The findings could help scientists better understand the impact that trees have on the amount of carbon in the atmosphere. Although it is a well-established fact that trees absorb carbon and store it long-term, researchers are unsure how much is stored in global forests.
“Estimates of the carbon content of living trees typically rely on a method that is based on cutting down trees,” said Laura Duncanson, a postdoctoral fellow at NASA’s Goddard Space Flight Center in Greenbelt, Maryland. “It takes a lot of effort to cut down trees, particularly the biggest ones, so this just isn’t practical to do in large numbers.”
Because of this limitation, field studies aim to strategically sample trees. When looking at U.S. forests, for example, on average about 30 trees of each species would be cut down and measured. Researchers would then use basic mathematical models to scale up those measurements to many thousands, or even millions, of trees, resulting in an estimate of the biomass – the amount of carbon stored – for an entire forest.
In the paper, published on Nov. 24 in Scientific Reports, Duncanson and her co-investigators, Ralph Dubayah and Oliver Rourke, both from the University of Maryland, College Park, found that this widely used method tends to overestimate the height of large trees, leading to biomass figures that are much too high for temperate forests. This overestimation occurs because of a sampling bias: many more young, smaller trees get selected for analysis than older, larger trees. Because the mathematical models that predict tree biomass are mostly based on the smaller trees, the resulting models do not make accurate predictions for the largest trees.
Instead of sampling trees by cutting them down, the new study used lidar, a laser-based technique that can analyze whole swaths of forest from above. The data were provided primarily by Goddard’s Lidar, Hyperspectral and Thermal instrument, known as G-LiHT. This portable lidar can be flown on an aircraft to provide fine-scale observations with a resolution of less than 3.3 feet (1 meter) over large areas.
“One of the innovations of this work is our use of lidar remote sensing to measure potentially millions of trees,” said Dubayah, a professor of geographical sciences. “This is a dramatically different approach when you consider how few trees are normally used to develop these relationships.”
From the lidar data, the researchers extracted digital measurements of the height and crown radius – the average horizontal spread of the limbs – for every tree selected. The team studied six U.S. forests, digitally measuring 10,000 to more than a million trees at each site. These measurements were used to develop new mathematical models to estimate the biomass of the forests.

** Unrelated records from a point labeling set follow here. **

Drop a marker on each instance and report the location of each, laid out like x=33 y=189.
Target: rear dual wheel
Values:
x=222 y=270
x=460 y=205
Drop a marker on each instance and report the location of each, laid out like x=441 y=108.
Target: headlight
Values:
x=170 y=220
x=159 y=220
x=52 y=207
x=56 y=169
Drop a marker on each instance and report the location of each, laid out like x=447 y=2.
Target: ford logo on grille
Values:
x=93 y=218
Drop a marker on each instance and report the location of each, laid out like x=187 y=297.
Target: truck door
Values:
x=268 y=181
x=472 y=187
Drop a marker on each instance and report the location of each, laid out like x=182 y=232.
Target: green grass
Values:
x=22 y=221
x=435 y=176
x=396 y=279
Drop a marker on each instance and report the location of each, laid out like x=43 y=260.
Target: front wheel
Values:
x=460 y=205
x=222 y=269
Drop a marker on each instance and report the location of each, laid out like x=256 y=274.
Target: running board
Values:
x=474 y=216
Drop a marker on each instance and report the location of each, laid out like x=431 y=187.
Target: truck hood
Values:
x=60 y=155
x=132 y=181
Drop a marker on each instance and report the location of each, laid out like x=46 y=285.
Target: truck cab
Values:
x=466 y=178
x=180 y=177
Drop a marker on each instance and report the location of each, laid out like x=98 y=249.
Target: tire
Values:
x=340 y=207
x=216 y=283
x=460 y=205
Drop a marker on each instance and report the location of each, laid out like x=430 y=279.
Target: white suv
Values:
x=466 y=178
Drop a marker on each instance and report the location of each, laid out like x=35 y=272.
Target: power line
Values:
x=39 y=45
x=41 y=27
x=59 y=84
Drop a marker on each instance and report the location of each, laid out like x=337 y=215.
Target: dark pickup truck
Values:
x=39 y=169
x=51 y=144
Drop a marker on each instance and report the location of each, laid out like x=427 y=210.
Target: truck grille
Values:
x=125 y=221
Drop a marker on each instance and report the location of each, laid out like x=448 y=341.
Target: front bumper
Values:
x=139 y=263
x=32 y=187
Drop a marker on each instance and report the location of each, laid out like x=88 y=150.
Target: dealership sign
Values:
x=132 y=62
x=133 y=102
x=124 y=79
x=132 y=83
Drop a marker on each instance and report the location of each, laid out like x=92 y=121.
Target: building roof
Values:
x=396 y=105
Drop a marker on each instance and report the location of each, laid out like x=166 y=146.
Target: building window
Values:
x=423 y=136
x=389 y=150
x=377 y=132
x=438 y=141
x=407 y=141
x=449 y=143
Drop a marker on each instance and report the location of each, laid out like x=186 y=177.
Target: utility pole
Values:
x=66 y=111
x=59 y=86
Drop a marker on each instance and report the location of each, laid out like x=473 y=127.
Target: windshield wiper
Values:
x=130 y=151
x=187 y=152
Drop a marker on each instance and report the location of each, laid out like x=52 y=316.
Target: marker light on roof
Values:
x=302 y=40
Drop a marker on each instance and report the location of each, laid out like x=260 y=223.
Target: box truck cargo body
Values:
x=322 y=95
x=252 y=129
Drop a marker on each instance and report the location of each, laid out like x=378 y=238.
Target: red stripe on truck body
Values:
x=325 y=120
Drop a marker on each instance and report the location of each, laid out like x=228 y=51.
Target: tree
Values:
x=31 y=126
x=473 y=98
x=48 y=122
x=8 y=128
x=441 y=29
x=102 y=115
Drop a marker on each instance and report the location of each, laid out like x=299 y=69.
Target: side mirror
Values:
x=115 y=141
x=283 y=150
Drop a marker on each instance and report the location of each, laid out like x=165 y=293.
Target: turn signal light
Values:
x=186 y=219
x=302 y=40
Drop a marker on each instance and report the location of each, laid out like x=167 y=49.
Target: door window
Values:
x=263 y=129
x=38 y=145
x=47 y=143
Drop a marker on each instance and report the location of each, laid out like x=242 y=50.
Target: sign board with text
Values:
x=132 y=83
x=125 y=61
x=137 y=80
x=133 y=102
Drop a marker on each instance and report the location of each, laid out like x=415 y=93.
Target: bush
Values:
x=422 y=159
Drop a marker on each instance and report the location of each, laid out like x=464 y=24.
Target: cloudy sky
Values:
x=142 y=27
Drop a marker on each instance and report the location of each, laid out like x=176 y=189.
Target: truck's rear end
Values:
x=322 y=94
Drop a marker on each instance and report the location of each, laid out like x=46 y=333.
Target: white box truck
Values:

Next, the researchers reran the models using only a sampling of the measurements – starting with tens of trees and going up to a few thousand. Including more trees led to better estimates, primarily because more large trees were accounted for. The team determined that when the small sample sizes typical of the conventional approach were used, the figures overestimated the inferred biomass of temperate forests by 70 percent, on average.
The bias that results from sampling small numbers of trees has been well studied in tropical forests. Even so, the researchers were surprised to discover the magnitude of the issue for temperate forests.
“Our findings underscore the importance of sampling more trees,” said Duncanson. “When you include more trees, and especially more big trees, you get a much better idea of how much carbon is being stored.”
New lidar instruments are being developed to help study the biomass of forests, including NASA’s Global Ecosystem Dynamics Investigation, or GEDI, an instrument led by Dubayah and being built at Goddard. GEDI will be the first instrument to systematically characterize forest canopies from space.
“GEDI will help fill in this missing piece of the carbon puzzle by measuring the vertical structure of the forest, which is information we cannot get with sufficient accuracy any other way,” said Dubayah.